重く閉じかけていたまぶたを無理矢理こじ開けて発した言葉は洞窟に反響し、まるで鏡を見ているような気持ちさせた。

 

そして、そんな心地の良い感覚も相まってか俺は徐々に意識を暗くさせてゆくのであった。

 

 

 

※※※※※※※※※※※※※※※※※

 

 

 

「懐かしい夢を見てたな……」

 

 

 

そんなことを呟きながら、ベッドの上に座り込む少女は自身の手のひらをぼんやりと見つめる。

 

手のひらは先ほど見た夢の中とはうってかわって色白と美しく、しいて同じ部分を言うのであれば親指に付いている切り傷だけであろうか。

 

 

 

「私も色々あったなぁ……」

 

 

 

私は昔の出来事に思いを馳せながら、部屋に取り付けられた窓にへと目線を移す。

 

窓からは晴天の元に広がる西洋風な城下町を観ることが出来る。今は昼時なのか城下町は特に賑わいを強めており、家族連れの人達も多くその国が平和であることを表しているようであった。

 

 

 

「ちょっと、アイラ! 起きてる?」

 

 

 

そんなことをぼんやりと考えていると、扉をノックす?音と共に少し馬鹿そうなふにゃふにゃとした声が聞こえてくる。

 

 

 

「起きてますよ。今から朝食を食べるところです」

 

 

 

そう機械のような返答をしながら大きなあくびを一回する。

 

 

「丁度良かったぁ! お金の貯蓄が切れちゃって……。だから、いつもの"あれ"やってくれない?」

 

 

 

そんなことを言いながら、扉の奥にいたはずの少女が瞳に涙を浮かべながら私の腰に抱きついてくる。

 

 

 

「いや、そんな軽々しく言わないでくださいよ。私がいなかったら財政破綻ルート確定ですよ、これ」

 

 

「だって、皇民の人達が大変そうだったから……」

 

 

 

私がそう呟くと、目の前の少女は申し訳なさそうにもじもじと指を動かす。

 

少女がそんなことをしてから数秒後、私は大きなため息を一回する。そして、「これが最後だからね」と少女に念を押しながら懐からあるものを取り出す。

 

それは、歪な形をしており、色も様々な物を混ぜたのかどす黒い色をしていた。

 

そんな鉛のような金属の塊を私は手に取り、頭の中で一つの文を唱える。――錬成、と。

 

すると、どういう訳か先ほどまで濁流のような模様をしていた金属の塊は神々しい光と共に姿を変えて、いつの間にか金塊に変貌していた。

 

 

 

「次からは気をつけて下さいね。それと、いくら便利だからって、最近出会ったばかりの見知らぬ女を国の財源にしないでください……」

 

 

自身を皮肉るように呟くと、目の前に立つお転婆王女はニコりと笑いながら話しかけてくる。

 

 

 

「大丈夫よ! だって、もう友達でしょ? 通りすがりの錬金術師さん?」

 

 

 

少女はイタズラが成功したいたずらっ子のようにニシシ、と笑みを浮かべて私の部屋から去っていく。

 

私は少女が部屋から出ていったのを確認すると、直ぐ様大きなため息を数回吐き出したあと、自身の部屋に設置されたベランダを使って外に出る。

 

外は春らしい暖かな風が優しく吹いており、自身の荒んだ心を癒してくれるようであった。

 

 

 

「あのお転婆ささえ無ければ、普通に良い王女様なんだけどなぁ」

 

 

ベランダの手すりに肘を乗せながら、愚痴を漏らすように独り言を呟く。
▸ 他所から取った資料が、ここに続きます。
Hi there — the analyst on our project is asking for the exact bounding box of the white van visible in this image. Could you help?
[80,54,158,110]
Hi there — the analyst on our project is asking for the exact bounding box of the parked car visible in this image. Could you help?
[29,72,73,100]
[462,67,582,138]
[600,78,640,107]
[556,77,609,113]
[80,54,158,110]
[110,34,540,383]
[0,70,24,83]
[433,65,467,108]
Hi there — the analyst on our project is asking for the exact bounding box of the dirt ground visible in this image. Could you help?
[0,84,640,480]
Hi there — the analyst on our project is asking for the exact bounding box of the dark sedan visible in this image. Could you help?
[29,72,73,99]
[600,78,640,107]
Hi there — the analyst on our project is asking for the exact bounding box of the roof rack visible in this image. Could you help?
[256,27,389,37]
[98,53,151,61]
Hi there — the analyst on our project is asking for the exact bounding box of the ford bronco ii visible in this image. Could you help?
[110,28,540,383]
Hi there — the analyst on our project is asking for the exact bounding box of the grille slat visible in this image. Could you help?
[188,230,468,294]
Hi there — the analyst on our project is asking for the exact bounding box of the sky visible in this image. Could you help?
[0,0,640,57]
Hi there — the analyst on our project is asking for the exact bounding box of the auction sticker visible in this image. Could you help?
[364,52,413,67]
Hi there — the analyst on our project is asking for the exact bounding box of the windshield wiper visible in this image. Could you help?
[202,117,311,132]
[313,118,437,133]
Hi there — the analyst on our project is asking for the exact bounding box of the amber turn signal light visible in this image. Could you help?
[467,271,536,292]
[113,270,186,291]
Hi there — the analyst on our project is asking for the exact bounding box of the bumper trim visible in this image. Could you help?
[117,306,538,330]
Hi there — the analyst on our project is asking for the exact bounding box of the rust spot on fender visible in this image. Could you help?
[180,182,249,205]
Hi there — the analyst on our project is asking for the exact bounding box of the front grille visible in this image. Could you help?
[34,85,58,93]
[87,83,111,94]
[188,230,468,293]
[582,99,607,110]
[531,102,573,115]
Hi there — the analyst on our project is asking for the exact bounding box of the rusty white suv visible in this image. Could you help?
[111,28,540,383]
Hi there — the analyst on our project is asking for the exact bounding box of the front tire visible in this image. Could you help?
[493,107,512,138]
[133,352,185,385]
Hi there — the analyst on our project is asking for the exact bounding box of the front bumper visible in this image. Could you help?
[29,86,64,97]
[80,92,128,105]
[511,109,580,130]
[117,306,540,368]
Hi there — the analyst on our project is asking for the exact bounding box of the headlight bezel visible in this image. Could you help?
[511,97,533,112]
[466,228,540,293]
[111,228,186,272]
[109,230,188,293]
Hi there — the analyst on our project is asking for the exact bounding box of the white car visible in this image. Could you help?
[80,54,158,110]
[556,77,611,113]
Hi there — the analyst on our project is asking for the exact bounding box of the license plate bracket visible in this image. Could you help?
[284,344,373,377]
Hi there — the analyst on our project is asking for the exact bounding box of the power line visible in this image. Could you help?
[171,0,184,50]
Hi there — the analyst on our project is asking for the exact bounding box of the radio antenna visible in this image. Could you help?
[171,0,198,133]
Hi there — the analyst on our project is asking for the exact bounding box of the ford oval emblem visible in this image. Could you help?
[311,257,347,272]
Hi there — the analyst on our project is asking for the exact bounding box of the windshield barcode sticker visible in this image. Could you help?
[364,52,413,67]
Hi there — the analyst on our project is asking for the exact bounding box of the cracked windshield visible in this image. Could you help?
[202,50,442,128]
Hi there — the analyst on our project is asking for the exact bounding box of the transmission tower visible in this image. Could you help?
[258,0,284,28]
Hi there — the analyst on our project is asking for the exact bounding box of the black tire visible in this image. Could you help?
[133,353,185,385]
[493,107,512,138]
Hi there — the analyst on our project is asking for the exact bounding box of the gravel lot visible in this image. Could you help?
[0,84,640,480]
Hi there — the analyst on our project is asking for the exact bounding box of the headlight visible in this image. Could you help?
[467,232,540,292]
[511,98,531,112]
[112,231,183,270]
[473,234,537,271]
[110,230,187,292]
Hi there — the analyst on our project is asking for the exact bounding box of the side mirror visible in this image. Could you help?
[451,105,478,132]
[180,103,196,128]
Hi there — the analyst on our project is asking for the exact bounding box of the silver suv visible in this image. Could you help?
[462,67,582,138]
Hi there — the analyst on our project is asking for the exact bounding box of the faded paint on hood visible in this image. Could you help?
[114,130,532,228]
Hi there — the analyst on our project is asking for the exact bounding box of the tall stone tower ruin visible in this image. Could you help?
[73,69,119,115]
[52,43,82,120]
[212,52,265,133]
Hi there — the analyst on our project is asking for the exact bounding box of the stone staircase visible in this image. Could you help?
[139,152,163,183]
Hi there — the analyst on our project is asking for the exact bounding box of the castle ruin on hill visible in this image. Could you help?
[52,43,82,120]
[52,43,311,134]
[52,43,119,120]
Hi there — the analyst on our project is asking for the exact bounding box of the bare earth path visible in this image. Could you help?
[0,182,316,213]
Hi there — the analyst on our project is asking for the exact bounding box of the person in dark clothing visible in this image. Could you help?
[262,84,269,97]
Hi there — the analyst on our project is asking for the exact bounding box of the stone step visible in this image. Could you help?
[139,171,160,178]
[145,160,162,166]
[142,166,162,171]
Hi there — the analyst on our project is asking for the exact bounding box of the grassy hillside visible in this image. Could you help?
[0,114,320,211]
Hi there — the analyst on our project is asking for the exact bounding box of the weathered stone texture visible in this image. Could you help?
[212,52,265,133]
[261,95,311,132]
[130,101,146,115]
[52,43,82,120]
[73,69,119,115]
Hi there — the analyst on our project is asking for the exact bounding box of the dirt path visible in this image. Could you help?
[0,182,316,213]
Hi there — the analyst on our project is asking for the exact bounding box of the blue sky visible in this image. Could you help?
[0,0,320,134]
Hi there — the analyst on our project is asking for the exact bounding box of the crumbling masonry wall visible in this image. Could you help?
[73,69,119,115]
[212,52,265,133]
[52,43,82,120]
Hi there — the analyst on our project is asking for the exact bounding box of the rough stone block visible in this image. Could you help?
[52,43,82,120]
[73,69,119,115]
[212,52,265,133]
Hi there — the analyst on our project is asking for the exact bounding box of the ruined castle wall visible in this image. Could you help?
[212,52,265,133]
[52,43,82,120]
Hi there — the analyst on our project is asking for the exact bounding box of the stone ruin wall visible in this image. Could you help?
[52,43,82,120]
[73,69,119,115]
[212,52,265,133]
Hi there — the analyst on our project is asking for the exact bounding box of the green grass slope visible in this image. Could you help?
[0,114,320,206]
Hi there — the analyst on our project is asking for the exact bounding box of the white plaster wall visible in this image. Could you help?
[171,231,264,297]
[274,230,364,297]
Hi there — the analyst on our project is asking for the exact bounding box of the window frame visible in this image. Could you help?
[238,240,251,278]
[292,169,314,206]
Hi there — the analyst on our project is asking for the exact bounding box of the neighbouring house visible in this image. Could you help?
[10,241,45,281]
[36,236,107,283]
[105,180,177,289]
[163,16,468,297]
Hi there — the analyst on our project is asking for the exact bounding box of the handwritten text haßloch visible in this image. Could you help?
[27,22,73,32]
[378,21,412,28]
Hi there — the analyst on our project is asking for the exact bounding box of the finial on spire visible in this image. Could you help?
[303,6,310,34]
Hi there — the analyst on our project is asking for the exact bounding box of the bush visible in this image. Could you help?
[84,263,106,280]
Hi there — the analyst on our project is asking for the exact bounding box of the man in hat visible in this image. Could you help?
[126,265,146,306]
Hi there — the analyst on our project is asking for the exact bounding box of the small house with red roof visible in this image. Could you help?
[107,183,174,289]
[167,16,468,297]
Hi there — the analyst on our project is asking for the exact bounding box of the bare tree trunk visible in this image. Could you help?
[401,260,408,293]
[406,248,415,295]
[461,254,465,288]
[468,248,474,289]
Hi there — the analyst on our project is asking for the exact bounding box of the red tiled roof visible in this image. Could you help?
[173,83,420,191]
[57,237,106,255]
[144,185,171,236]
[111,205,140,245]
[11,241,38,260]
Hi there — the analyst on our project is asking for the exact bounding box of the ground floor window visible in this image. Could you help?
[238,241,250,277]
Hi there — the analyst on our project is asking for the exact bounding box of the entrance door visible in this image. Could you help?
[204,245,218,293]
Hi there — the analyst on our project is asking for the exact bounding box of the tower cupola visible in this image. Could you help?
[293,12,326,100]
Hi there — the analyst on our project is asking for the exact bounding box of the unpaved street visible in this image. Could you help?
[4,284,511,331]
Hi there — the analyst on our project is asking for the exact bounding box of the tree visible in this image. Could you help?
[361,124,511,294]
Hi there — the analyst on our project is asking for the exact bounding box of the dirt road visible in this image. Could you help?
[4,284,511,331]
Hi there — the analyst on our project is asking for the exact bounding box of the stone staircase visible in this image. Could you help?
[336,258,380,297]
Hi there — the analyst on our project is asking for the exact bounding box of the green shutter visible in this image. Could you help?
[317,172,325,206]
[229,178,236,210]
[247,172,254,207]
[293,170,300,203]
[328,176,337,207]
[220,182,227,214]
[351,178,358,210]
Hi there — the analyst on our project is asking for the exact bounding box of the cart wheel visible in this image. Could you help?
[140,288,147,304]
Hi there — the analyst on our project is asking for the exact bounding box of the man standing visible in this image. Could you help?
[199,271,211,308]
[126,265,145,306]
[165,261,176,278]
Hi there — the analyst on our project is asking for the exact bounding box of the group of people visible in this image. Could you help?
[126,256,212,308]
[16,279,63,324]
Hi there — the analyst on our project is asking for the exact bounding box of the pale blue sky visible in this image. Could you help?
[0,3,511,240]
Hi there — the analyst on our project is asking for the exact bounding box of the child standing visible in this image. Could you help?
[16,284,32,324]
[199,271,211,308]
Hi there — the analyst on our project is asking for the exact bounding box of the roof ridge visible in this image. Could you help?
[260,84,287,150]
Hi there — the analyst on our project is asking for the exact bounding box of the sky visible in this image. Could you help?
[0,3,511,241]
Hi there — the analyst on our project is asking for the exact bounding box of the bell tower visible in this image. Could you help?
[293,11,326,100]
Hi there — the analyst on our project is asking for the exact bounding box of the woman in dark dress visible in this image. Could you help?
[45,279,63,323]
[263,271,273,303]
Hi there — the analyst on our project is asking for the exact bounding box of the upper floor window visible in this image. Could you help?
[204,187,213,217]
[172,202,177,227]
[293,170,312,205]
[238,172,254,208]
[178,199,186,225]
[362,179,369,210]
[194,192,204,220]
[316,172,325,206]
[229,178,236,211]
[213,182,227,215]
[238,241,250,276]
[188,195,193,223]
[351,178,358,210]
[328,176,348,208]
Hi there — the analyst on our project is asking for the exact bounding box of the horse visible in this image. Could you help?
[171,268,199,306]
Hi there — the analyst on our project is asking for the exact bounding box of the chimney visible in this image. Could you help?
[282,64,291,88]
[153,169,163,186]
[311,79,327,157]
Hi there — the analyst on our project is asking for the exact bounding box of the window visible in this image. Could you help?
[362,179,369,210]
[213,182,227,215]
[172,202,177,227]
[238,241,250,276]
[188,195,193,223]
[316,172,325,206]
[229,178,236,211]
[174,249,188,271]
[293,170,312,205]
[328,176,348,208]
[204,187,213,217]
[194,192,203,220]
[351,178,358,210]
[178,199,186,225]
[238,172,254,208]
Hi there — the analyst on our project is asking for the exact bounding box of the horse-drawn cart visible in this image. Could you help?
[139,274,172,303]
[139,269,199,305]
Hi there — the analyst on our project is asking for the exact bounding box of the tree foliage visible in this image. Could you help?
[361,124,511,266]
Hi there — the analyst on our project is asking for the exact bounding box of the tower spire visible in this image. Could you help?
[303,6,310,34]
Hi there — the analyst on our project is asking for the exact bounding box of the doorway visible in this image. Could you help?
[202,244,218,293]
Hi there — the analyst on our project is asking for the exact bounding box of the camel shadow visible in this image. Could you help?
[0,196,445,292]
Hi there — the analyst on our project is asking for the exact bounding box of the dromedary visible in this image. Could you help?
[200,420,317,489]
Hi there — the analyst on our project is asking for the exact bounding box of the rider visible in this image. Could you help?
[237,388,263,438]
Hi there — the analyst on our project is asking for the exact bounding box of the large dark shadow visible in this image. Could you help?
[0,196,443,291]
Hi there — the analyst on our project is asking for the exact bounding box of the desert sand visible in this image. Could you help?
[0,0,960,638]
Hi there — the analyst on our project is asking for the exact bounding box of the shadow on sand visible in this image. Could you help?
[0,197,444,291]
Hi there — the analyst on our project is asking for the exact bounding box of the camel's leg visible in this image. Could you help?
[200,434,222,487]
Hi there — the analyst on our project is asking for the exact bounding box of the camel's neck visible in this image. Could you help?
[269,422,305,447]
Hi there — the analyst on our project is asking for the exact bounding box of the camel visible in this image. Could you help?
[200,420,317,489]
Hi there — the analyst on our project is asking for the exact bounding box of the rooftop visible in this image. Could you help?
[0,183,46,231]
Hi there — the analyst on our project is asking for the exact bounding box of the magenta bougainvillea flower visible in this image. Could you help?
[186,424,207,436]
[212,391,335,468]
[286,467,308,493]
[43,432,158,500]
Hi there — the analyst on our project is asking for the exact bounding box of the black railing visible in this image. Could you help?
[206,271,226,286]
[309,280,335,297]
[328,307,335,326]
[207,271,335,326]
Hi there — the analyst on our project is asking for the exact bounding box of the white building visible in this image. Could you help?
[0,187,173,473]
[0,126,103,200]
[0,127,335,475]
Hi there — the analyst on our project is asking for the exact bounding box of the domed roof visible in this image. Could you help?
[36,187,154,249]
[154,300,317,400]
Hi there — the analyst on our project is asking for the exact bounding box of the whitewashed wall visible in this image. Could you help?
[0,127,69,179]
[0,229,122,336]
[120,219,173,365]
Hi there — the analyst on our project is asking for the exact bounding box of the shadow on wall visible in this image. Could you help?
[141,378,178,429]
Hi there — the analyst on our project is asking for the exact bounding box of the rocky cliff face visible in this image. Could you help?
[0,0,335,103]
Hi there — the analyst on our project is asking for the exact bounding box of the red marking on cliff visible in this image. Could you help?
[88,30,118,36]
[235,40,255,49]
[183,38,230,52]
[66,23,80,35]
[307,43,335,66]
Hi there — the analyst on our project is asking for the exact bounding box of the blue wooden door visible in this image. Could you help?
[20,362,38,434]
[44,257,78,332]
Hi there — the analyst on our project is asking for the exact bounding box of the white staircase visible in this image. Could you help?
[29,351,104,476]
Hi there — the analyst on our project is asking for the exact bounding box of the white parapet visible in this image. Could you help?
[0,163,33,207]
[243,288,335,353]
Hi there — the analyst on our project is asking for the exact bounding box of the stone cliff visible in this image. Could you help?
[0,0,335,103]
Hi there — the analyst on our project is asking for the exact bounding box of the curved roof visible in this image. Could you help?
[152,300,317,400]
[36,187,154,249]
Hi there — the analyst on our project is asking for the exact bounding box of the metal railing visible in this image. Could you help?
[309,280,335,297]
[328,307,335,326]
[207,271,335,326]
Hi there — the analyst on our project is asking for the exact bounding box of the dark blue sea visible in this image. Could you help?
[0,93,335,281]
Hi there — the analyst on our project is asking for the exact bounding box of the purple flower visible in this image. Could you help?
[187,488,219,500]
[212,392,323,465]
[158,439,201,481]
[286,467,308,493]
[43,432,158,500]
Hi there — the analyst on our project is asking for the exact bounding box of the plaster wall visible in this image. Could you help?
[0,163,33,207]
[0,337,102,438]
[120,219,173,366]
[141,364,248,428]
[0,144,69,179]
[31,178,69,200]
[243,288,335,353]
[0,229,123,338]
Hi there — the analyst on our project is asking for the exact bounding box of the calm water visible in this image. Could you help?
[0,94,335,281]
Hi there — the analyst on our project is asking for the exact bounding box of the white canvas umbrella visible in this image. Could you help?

すると、それに答えてくれるように、自身の隣に一匹の蝶がピタリと止まる。蝶はあの王女様と同じ美しく銀色の羽を持っており、まるで自分の愚痴に答えてくれているようであった。

 

 

 

「まぁ、あれもあれで王女様の良い所か……」

 

 

 

そう呟いた瞬間、後ろの方から強烈な春風が吹き、自身の着用しているマントが大きく靡く。

 

そして、その風は私の思いを国中に伝えるように遠くまで広がり、木々を大きく靡かせる。

 

 

 

 

「ねぇ、アイラ! なんか、隣の王国から催促状が来たんだけど、どうすれば良い?」

 

 

 

そんな思いに浸っていると、また馴染みの声が白中に響き渡る。

 

 

 

「言ったそばからですか……」

 

 

 

私はそんな少女の声を聞いて、少し迷惑そうに頭を少し掻きながらため息を付く。

 

 

 

 

「まぁ、こんな日々もたまには良いですかね」

 

 

 

私は自身を納得させるように呟くと、無意識のうちに口元に笑みを浮かべながら、自身の助けを待つ少女に向かって走り出すのであった。